Да, десять лет назад было старое доброе время! Пока Джозеф проходил в шумной толпе по улице Элиэзера Бен-Иехуды, из двух чувств, борющихся в его груда, отвращение взяло верх. Эта пестрая, дешевая левантийская ярмарка не тот халуцианский город, который он знал и любил. На каждом шагу из ярко разукрашенных кафе вырывались усиленные микрофонами голоса эстрадных певцов родом из бухарестского предместья и стареющих артистов из Салоник, исполняющих на иврите американские имитации кубинских серенад. Косметические салоны и антикварные магазины в резком свете солнца казались порождением полуденного сна обожравшегося гурмана. Это был новейший квартал города, построенный иммигрантами, недавно приехавшими из Германии и стран Восточной Европы. Былая идиллия отштукатуренных зданий вытеснялась агрессивным кубизмом функционального стиля. Дома, как военная флотилия из бетона, с парапетами террас, выступающими, словно корабельные рубки, казалось, приготовились стрелять друг в друга. Не видно было ни горизонта, ни перспективы, глаз устало метался по прерывистым контурам зданий и не находил покоя.
На прошлой неделе, когда Джозеф столкнулся с Метьюсом, тот пригласил его на обед в приморское кафе «Шампиньон». Проходя по переполненной посетителями террасе, где оркестр исполнял «Веселую вдову», Джозеф видел, что люди оборачиваются и смотрят на него. Он был здесь единственным человеком в одежде киббуцника. Внезапно он заскучал по Башне Эзры, как будто покинул киббуц не два дня назад, давным-давно.
Метьюс сидел за столиком у самых перил и о чем-то спорил с официантом.

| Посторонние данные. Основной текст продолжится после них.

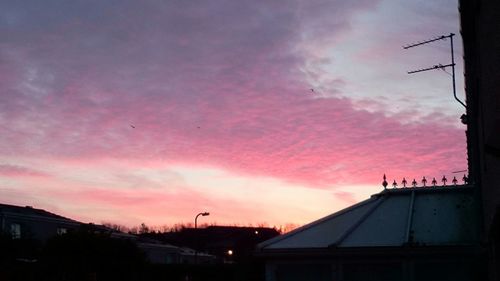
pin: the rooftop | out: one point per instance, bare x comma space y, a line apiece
394, 217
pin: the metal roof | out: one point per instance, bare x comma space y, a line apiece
394, 217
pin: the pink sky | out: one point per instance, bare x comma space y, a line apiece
147, 111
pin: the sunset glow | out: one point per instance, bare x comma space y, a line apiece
260, 112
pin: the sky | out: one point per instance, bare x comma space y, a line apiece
261, 112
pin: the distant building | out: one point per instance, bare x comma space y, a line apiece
30, 223
228, 243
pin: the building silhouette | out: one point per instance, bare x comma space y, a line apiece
419, 233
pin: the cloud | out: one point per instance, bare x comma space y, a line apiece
20, 171
220, 84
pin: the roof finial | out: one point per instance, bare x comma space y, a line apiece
444, 180
414, 183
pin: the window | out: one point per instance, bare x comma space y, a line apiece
15, 231
61, 231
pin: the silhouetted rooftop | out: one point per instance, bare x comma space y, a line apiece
434, 216
29, 211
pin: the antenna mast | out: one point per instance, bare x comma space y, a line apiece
439, 66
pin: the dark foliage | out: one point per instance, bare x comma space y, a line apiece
85, 255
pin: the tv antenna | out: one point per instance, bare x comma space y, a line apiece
439, 66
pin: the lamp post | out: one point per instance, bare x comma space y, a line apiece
203, 214
196, 218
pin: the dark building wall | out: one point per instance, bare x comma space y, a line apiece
480, 20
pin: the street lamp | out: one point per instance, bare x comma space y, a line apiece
204, 214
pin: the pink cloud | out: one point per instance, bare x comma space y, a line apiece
19, 171
219, 84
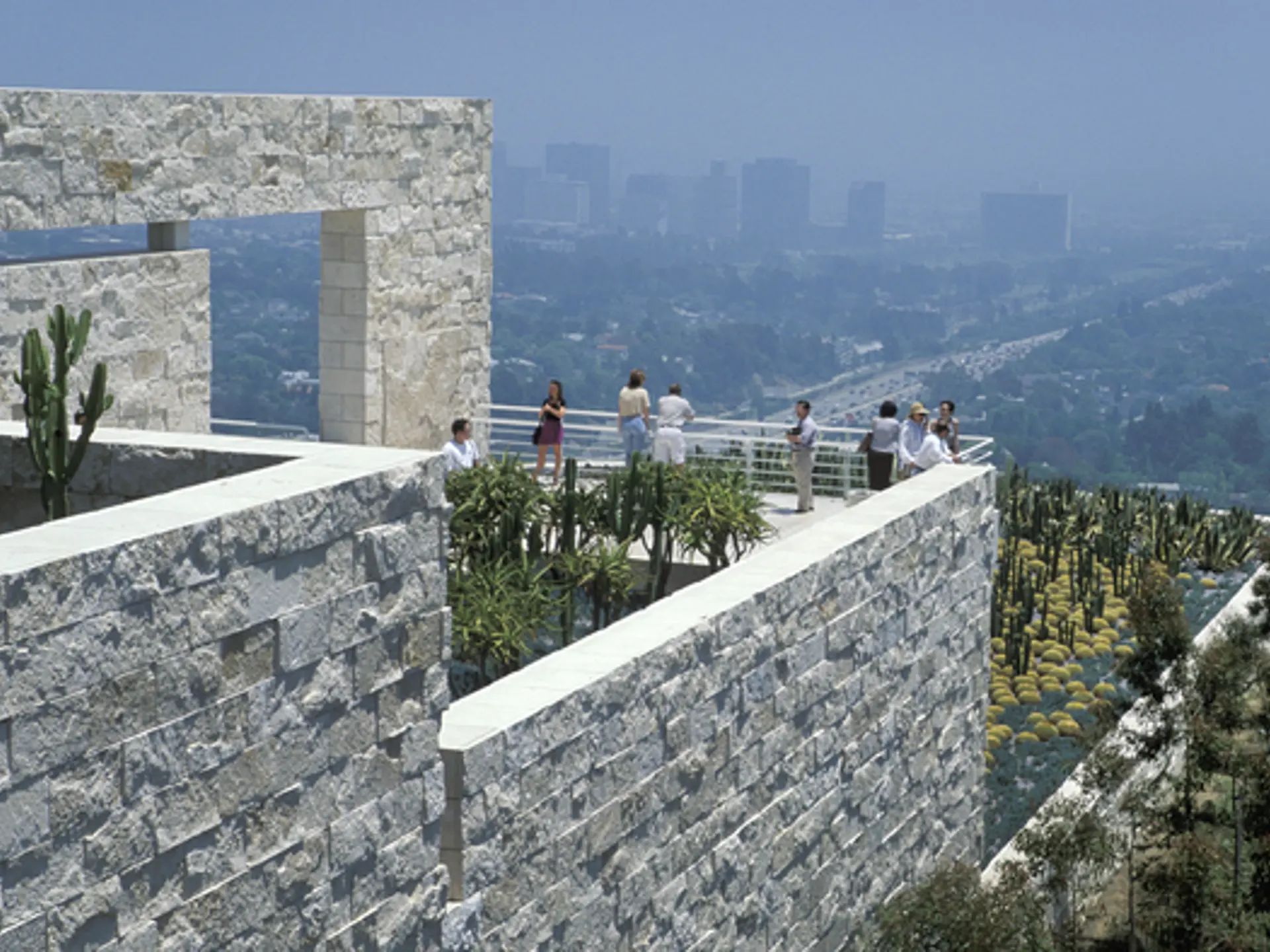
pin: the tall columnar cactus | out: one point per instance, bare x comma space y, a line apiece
56, 457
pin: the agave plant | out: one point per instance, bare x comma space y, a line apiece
499, 510
603, 574
497, 607
719, 514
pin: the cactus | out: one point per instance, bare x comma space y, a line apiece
55, 456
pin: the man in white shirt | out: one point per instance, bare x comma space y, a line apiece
461, 452
912, 434
803, 440
672, 413
934, 450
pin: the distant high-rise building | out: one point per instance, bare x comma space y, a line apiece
715, 204
554, 198
867, 214
1025, 221
658, 204
775, 202
583, 163
509, 183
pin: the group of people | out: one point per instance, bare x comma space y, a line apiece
893, 447
634, 424
912, 446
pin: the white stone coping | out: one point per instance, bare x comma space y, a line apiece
521, 695
308, 466
1075, 791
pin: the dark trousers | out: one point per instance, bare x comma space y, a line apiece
880, 466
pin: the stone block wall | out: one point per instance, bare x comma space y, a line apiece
114, 470
412, 175
219, 713
151, 325
755, 762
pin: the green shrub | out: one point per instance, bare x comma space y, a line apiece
954, 912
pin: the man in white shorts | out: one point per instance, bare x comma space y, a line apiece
672, 413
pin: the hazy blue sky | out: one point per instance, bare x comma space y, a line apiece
1152, 99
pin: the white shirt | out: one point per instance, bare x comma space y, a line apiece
460, 456
931, 454
912, 434
808, 433
673, 412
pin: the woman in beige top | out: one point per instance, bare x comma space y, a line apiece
633, 415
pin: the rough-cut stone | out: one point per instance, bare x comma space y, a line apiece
796, 742
404, 190
185, 762
151, 327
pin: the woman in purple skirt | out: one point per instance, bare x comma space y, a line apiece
552, 428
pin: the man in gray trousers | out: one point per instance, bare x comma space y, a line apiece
802, 440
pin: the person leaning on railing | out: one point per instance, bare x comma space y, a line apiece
934, 450
550, 429
672, 413
803, 438
633, 405
912, 433
880, 444
460, 454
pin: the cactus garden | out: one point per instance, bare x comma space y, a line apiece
1070, 561
46, 390
534, 569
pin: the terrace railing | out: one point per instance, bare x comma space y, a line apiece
759, 447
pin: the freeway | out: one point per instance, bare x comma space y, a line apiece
860, 395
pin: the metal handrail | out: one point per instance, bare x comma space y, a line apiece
265, 430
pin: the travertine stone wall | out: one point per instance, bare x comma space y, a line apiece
755, 762
113, 473
414, 175
219, 711
151, 325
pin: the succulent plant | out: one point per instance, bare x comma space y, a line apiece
46, 391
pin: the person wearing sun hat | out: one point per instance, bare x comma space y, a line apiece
912, 433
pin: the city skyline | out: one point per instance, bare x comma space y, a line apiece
1124, 104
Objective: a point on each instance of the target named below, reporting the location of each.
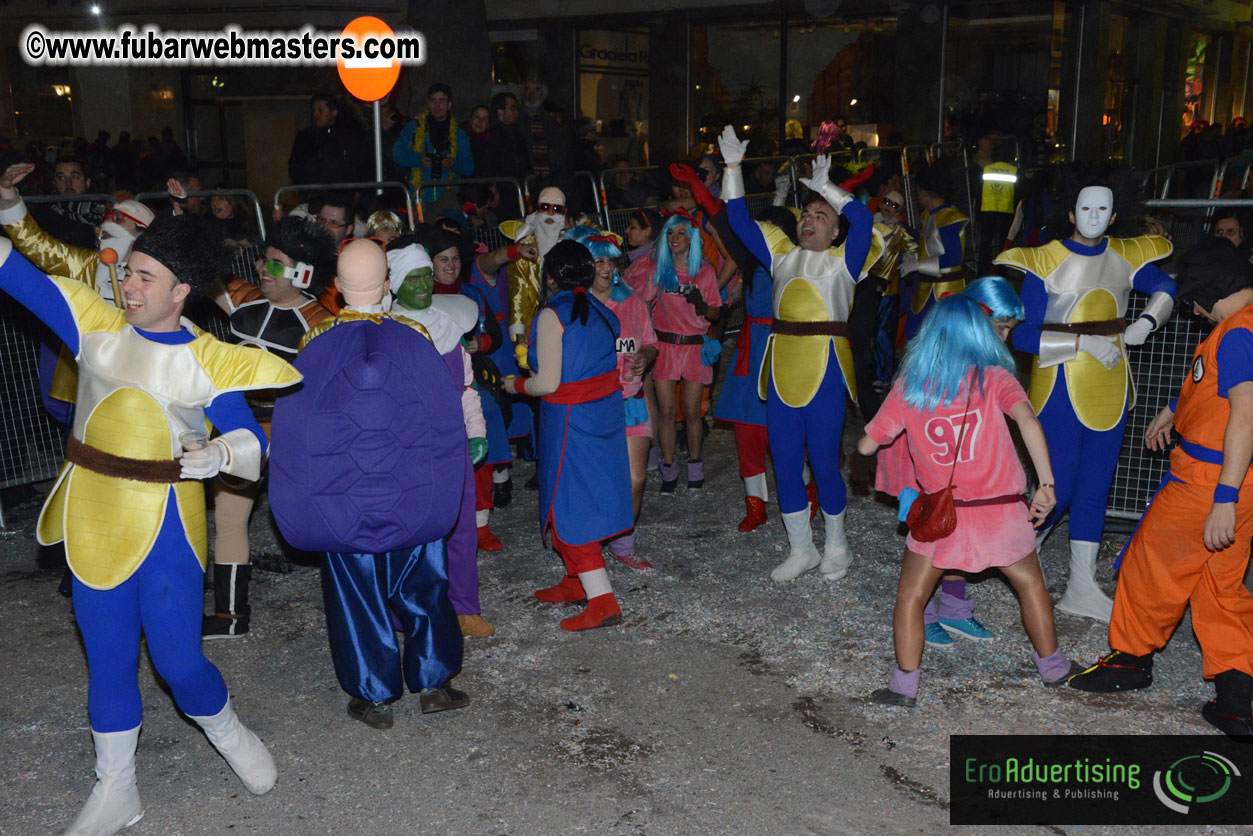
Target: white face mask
(1094, 209)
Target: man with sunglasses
(273, 315)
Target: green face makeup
(415, 291)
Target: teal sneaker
(967, 628)
(936, 636)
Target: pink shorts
(987, 537)
(681, 362)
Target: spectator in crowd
(333, 213)
(434, 147)
(333, 149)
(479, 137)
(545, 143)
(74, 221)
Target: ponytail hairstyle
(998, 296)
(569, 265)
(955, 339)
(602, 245)
(664, 275)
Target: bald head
(362, 273)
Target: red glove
(686, 174)
(858, 178)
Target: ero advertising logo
(1098, 780)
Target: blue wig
(664, 275)
(600, 246)
(955, 339)
(998, 295)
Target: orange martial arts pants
(1168, 567)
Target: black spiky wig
(187, 247)
(302, 240)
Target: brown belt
(681, 339)
(810, 329)
(955, 276)
(158, 470)
(1009, 499)
(1099, 329)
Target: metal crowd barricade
(415, 213)
(209, 193)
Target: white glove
(204, 463)
(1104, 350)
(782, 186)
(1138, 332)
(732, 147)
(529, 226)
(821, 173)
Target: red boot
(754, 514)
(568, 592)
(488, 540)
(602, 611)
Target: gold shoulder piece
(1040, 261)
(1140, 250)
(236, 369)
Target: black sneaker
(503, 493)
(223, 627)
(375, 715)
(1115, 672)
(442, 698)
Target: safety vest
(999, 181)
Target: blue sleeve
(748, 232)
(861, 224)
(402, 151)
(39, 295)
(229, 411)
(1150, 280)
(462, 164)
(950, 236)
(1035, 301)
(1234, 360)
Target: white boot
(114, 800)
(803, 555)
(835, 552)
(242, 750)
(1083, 595)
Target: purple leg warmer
(905, 683)
(462, 547)
(1051, 667)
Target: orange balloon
(365, 78)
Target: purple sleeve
(1234, 360)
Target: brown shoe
(475, 626)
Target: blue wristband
(1227, 494)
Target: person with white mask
(1075, 293)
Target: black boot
(1115, 672)
(1231, 711)
(229, 602)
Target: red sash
(583, 391)
(744, 342)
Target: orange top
(1202, 412)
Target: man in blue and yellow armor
(808, 362)
(941, 248)
(129, 504)
(1075, 293)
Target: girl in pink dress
(637, 351)
(684, 297)
(951, 395)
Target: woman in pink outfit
(951, 395)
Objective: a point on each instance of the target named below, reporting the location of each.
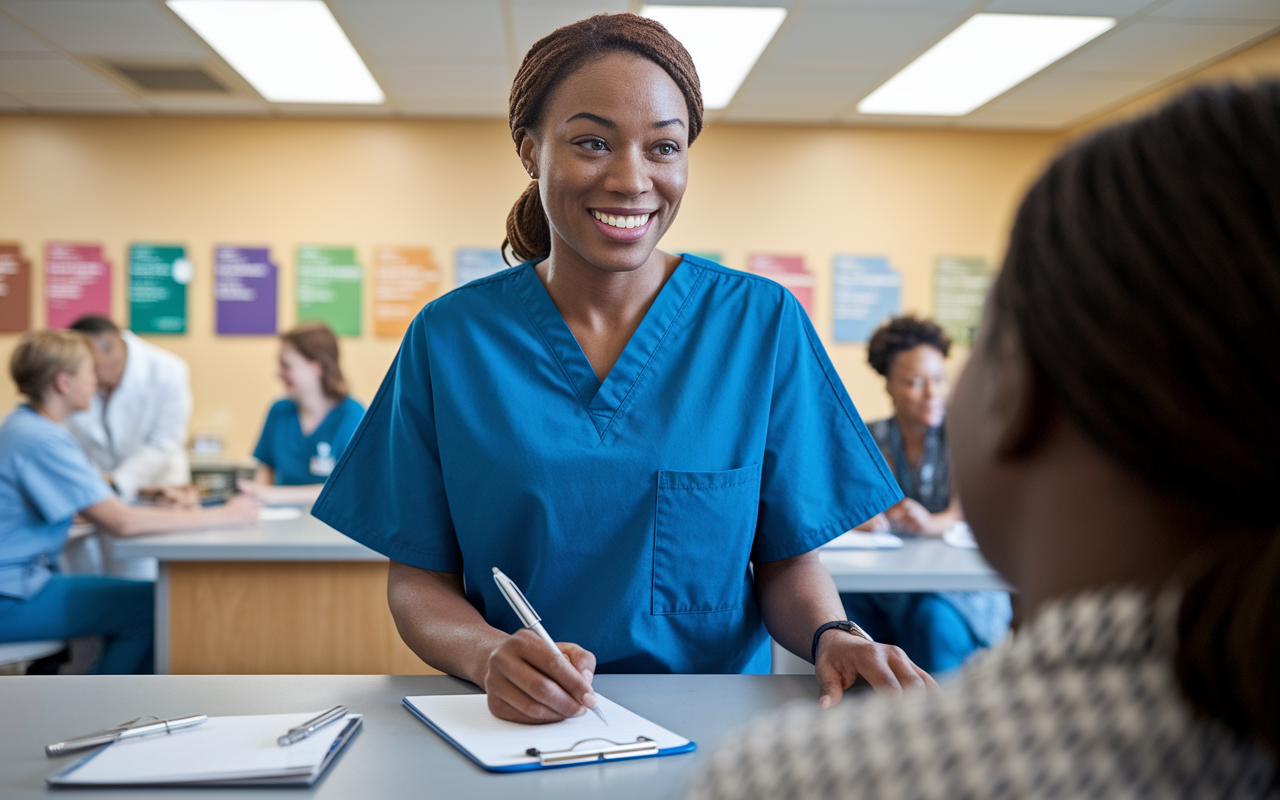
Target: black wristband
(845, 625)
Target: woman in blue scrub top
(650, 446)
(309, 428)
(45, 480)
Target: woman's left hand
(842, 658)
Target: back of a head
(552, 59)
(316, 342)
(1143, 284)
(94, 325)
(41, 356)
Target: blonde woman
(45, 480)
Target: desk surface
(396, 755)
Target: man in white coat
(136, 430)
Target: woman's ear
(1024, 408)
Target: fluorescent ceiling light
(982, 59)
(289, 50)
(723, 40)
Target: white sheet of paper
(497, 743)
(220, 748)
(278, 513)
(863, 540)
(960, 535)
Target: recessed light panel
(982, 59)
(288, 50)
(725, 41)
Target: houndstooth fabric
(1080, 704)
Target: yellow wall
(910, 195)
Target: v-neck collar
(602, 400)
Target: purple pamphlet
(245, 289)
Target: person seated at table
(937, 630)
(650, 446)
(45, 480)
(136, 428)
(305, 432)
(1115, 443)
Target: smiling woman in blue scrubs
(650, 446)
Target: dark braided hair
(1143, 283)
(554, 58)
(900, 334)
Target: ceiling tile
(106, 27)
(1077, 8)
(455, 106)
(1069, 95)
(536, 18)
(856, 39)
(1159, 48)
(80, 101)
(1221, 9)
(210, 105)
(19, 76)
(810, 113)
(425, 30)
(14, 40)
(443, 80)
(803, 85)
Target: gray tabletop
(920, 565)
(396, 755)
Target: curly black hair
(901, 334)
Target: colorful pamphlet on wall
(14, 289)
(77, 282)
(867, 291)
(960, 288)
(158, 288)
(787, 270)
(245, 289)
(475, 263)
(405, 279)
(328, 288)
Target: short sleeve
(265, 449)
(58, 479)
(387, 490)
(351, 415)
(822, 471)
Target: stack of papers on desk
(222, 752)
(498, 745)
(862, 540)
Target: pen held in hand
(529, 618)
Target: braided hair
(1143, 284)
(554, 58)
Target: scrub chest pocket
(702, 539)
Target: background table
(297, 597)
(284, 597)
(396, 755)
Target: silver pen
(312, 725)
(123, 731)
(529, 618)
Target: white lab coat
(140, 437)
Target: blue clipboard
(566, 758)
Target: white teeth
(621, 222)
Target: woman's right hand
(529, 682)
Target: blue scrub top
(304, 460)
(627, 512)
(45, 479)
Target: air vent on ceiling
(170, 78)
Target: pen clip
(643, 745)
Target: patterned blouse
(1083, 703)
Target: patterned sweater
(1083, 703)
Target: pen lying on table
(123, 731)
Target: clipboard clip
(643, 745)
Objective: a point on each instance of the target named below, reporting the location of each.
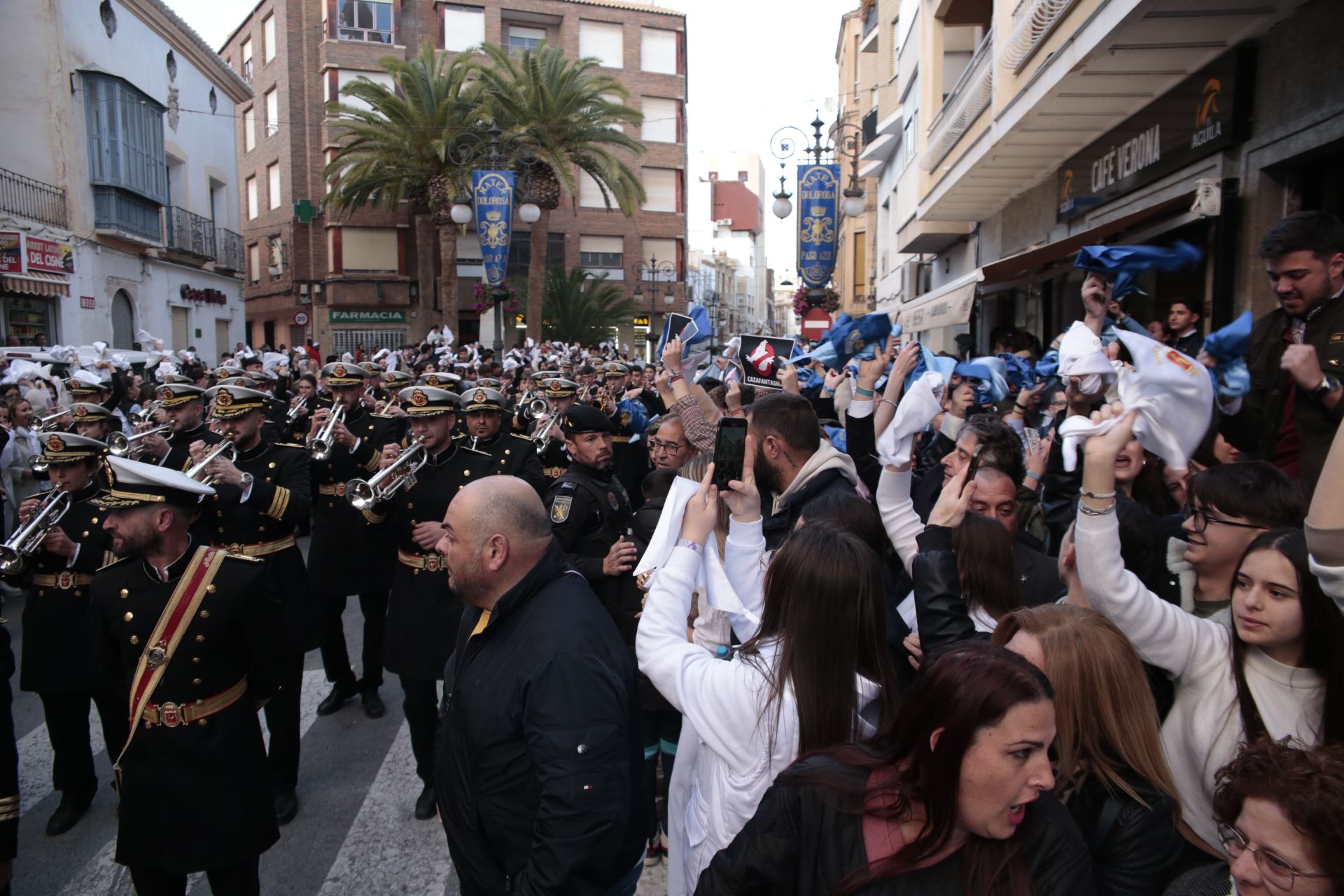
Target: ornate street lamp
(518, 153)
(656, 272)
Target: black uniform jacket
(55, 617)
(422, 612)
(540, 750)
(800, 841)
(350, 552)
(279, 501)
(195, 796)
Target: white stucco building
(118, 195)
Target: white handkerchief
(1081, 355)
(920, 405)
(1174, 396)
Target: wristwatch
(1328, 384)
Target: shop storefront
(34, 276)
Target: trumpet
(320, 447)
(121, 445)
(293, 413)
(43, 422)
(400, 475)
(19, 547)
(223, 448)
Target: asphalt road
(355, 833)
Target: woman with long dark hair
(802, 682)
(1273, 669)
(953, 802)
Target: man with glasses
(668, 448)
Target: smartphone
(729, 448)
(974, 465)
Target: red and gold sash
(168, 633)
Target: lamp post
(470, 149)
(656, 270)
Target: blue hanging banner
(492, 200)
(819, 197)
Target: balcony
(33, 199)
(229, 250)
(968, 99)
(127, 216)
(190, 234)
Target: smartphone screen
(729, 447)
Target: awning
(35, 284)
(944, 307)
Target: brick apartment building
(349, 280)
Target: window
(268, 38)
(663, 190)
(605, 41)
(272, 113)
(601, 251)
(125, 139)
(662, 120)
(365, 20)
(521, 39)
(273, 184)
(461, 27)
(346, 76)
(370, 250)
(659, 50)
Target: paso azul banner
(492, 199)
(819, 191)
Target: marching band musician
(559, 397)
(188, 636)
(260, 498)
(422, 614)
(335, 570)
(514, 454)
(182, 407)
(55, 618)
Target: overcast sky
(753, 66)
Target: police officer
(424, 613)
(350, 554)
(55, 624)
(514, 454)
(190, 637)
(559, 398)
(260, 498)
(590, 511)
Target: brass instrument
(223, 448)
(122, 445)
(320, 447)
(19, 547)
(293, 413)
(400, 475)
(43, 422)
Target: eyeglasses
(1275, 869)
(666, 447)
(1202, 520)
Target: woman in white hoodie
(781, 692)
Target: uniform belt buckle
(168, 715)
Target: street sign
(307, 211)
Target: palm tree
(398, 149)
(582, 307)
(575, 115)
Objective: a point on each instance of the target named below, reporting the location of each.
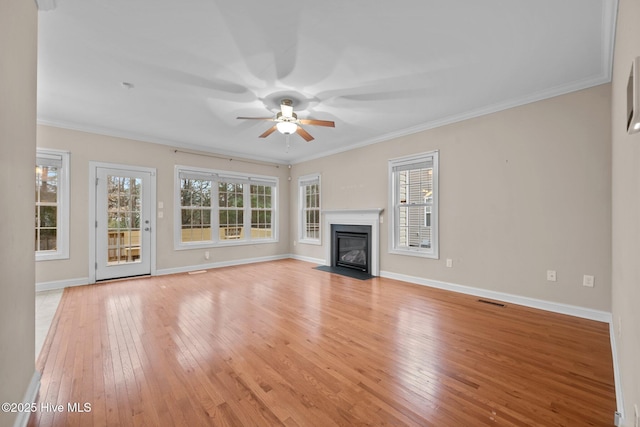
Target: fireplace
(353, 219)
(351, 246)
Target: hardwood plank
(280, 343)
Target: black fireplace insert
(351, 247)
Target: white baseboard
(616, 371)
(220, 264)
(29, 397)
(318, 261)
(571, 310)
(61, 284)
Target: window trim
(302, 206)
(62, 233)
(217, 176)
(432, 252)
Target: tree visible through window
(231, 212)
(51, 205)
(195, 209)
(309, 202)
(217, 207)
(414, 187)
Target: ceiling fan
(287, 122)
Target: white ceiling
(378, 69)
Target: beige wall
(521, 191)
(626, 212)
(18, 37)
(86, 147)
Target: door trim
(93, 167)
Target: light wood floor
(280, 343)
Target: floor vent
(197, 272)
(491, 302)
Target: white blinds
(227, 178)
(49, 160)
(309, 180)
(426, 163)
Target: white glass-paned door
(123, 230)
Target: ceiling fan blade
(268, 132)
(317, 122)
(303, 133)
(255, 118)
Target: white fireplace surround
(369, 217)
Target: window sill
(315, 242)
(212, 244)
(51, 256)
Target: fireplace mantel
(355, 217)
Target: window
(261, 208)
(52, 205)
(414, 205)
(218, 208)
(309, 205)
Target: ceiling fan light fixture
(286, 128)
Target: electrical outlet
(588, 281)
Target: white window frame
(303, 182)
(217, 176)
(62, 220)
(394, 206)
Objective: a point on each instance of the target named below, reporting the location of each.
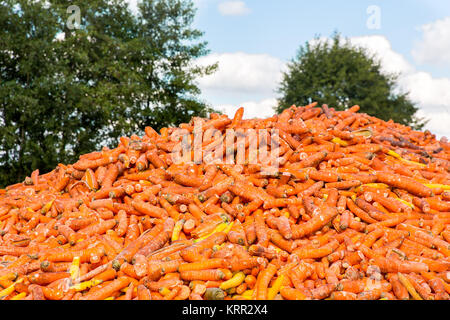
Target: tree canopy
(341, 75)
(66, 91)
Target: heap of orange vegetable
(359, 208)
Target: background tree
(341, 75)
(65, 91)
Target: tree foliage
(66, 91)
(341, 75)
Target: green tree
(341, 75)
(66, 91)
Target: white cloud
(432, 95)
(243, 72)
(233, 8)
(252, 109)
(391, 61)
(434, 48)
(253, 78)
(132, 4)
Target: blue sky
(278, 27)
(252, 40)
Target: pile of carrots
(359, 208)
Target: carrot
(405, 183)
(317, 222)
(263, 280)
(341, 216)
(108, 290)
(205, 275)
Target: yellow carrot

Увидев его явно нееврейское лицо с тяжелой челюстью и по-боксерски покалеченным носом, Джозеф ощутил внезапное облегчение.
— Послушайте, — говорил официанту Метьюс, — я заказал бутылку шабли. А это сироп.
Официант в белом пиджаке со слишком короткими рукавами, пожал плечами:
— Простите, но на бутылке написано «шабли».
— Это дрянь. Попробуйте.
— Но посмотрите же на надпись. Может, ему положено быть сладким? Я не знаю. Я прежде был учителем в Ковно, в Литве.
— Да вы попробуйте.
— Но я не пью. У меня, извините, язва.
— Тогда уберите это и принесите пива.
— Пива нет, только вино.
— Так позовите заведующего.
— Заведующий занят.
— Послушайте, — сказал Метьюс, — а что если я разобью бутылку о вашу голову?
Поколебавшись, официант унес бутылку и через минуту вернулся с двумя кружками холодного как лед пива, улыбаясь всем своим помятым лицом.
— Ну, как вам нравится Тель-Авив? — спросил Джозеф.
Метьюс с удовольствием сделал большой глоток и поставил кружку на стол.
— Превосходный город с превосходным народом, если бы только можно было раз в день побить кому-нибудь морду.
— Особенно хороши официанты.
— Может, бедняга действительно был учителем в Литве и нажил язву в концлагере?
Джозеф оглянулся по сторонам и вздохнул. Хамсин был отпечатан на лицах, как судорога. Пышнотелые женщины были одеты дорого и безвкусно. Мужчины с опущенными плечами и впалой грудью уныло размышляли о своих язвах. Каждая пара, казалось, продолжает давно начатую перебранку под покровом звуков из «Веселой вдовы».
— Не удивительно, что нас не любят.
— В таком случае вы — настоящий патриот. Со времен пророков ненависть к своему народу является еврейской формой патриотизма.